O relatório World’s Best Cities 2025, elaborado pela consultoria global Resonance, avaliou mais de 270 metrópoles com mais de um milhão de habitantes para identificar quais centros urbanos oferecem as melhores condições para viver, trabalhar e visitar. O estudo combina centenas de indicadores — de conectividade aeroportuária e desempenho econômico a cultura, caminhabilidade, vida noturna, tamanho do ecossistema de negócios e desempenho digital em plataformas como Google, TikTok, Weibo e Xiaohongshu. A metodologia também considera respostas de mais de 21 mil pessoas em 30 países, resultando no Place Power Score, índice que soma três pilares: habitabilidade, atratividade e prosperidade.
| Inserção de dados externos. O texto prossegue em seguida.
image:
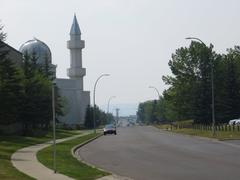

Londres lidera o ranking pelo 11º ano consecutivo, sustentada pela força econômica, influência cultural e infraestrutura de classe mundial. A cidade permanece no topo em aeroportos, grandes empresas, gastronomia e investimento estrangeiro direto, especialmente no setor imobiliário. Logo atrás estão Nova York e Paris, que mantêm destaque global por dinamismo cultural, modernização urbana e forte recuperação do turismo. Tóquio ocupa a quarta posição, reforçada pela segurança, planejamento urbano e número recorde de visitantes em 2024 e 2025. Madri fecha o top 5 após avanços expressivos em sustentabilidade, mobilidade e revitalização de áreas naturais e urbanas.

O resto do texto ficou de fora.